The last version of iOS, iOS 8.1.1, closed the hole that made the Pangu jailbreak possible. But now a new jailbreak has been released, that will jailbreak iOS 8.1.1 on any device. Here’s how to install it.
The jailbreak is called TaiG. It’s in Chinese, and it only works on Windows (although running it in a Windows virtual machine also works fine), but it jailbreaks every version of iOS from iOS 8.0 to iOS 8.1.1, and it works like a charm.

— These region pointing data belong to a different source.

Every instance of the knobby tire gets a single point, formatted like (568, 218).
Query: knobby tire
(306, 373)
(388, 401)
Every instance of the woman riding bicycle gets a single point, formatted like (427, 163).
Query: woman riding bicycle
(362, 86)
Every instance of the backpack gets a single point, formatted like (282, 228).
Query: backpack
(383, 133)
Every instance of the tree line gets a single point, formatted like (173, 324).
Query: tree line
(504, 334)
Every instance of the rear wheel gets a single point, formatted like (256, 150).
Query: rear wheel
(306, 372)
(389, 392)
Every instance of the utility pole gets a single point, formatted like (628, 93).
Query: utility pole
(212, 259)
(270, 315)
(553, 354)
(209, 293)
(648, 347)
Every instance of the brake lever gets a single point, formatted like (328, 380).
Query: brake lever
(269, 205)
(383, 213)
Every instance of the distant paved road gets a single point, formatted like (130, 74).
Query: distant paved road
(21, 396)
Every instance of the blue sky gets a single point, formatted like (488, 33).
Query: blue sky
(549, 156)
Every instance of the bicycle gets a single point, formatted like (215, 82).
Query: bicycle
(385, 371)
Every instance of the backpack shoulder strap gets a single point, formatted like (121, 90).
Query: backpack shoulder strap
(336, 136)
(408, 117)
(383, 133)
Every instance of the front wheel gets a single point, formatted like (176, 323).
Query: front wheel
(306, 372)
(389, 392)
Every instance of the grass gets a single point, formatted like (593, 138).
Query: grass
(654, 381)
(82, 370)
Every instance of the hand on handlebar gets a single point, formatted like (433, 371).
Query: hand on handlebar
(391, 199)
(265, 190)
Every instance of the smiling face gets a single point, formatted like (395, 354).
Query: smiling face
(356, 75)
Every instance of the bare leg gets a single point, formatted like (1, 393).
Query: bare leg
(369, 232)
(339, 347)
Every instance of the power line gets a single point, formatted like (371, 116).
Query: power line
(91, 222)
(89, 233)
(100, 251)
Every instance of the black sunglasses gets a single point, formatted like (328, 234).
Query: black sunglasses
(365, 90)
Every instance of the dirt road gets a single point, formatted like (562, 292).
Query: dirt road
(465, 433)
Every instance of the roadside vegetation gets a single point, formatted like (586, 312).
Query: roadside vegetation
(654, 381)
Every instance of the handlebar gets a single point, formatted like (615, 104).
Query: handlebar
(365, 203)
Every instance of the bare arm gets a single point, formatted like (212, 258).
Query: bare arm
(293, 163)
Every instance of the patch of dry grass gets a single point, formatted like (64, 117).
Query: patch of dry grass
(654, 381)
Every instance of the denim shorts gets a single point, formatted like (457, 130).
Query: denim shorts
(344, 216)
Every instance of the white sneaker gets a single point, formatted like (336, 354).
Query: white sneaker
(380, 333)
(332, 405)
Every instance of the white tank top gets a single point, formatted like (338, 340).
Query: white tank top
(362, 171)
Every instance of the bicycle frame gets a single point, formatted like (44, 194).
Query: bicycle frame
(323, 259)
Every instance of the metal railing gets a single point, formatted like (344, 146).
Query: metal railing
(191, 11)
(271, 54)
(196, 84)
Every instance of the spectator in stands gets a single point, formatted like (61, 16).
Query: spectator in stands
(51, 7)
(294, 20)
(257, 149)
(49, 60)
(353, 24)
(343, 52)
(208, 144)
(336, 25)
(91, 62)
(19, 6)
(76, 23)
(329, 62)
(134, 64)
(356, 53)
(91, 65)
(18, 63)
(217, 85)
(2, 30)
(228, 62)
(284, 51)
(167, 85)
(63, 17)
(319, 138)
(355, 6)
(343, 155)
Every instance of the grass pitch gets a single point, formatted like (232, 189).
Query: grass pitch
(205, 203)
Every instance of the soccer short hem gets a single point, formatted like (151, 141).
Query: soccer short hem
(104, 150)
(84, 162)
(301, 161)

To install the jailbreak, download the TaiG tool, extract its contents, and run the tool as an administrator. For the device you intend to jailbreak, turn off ‘Find My iPhone’ and disable your passcode under ‘Settings’, then enable AirPlane mode. Plug your device into your computer, and when TaiG recognizes your device, uncheck the second box (the one that doesn’t say Cydia) and hit the green button. When you see the smiley face, your jailbreak is done!
I tried it, and it worked quite well. Of course, with Apple still signing iOS 8.1, it seems a little odd that a perfectly good jailbreak technique would be squandered on iOS 8.1.1 when it could have been held back for iOS 8.2. But I suppose we shouldn’t look a gift horse in the mouth.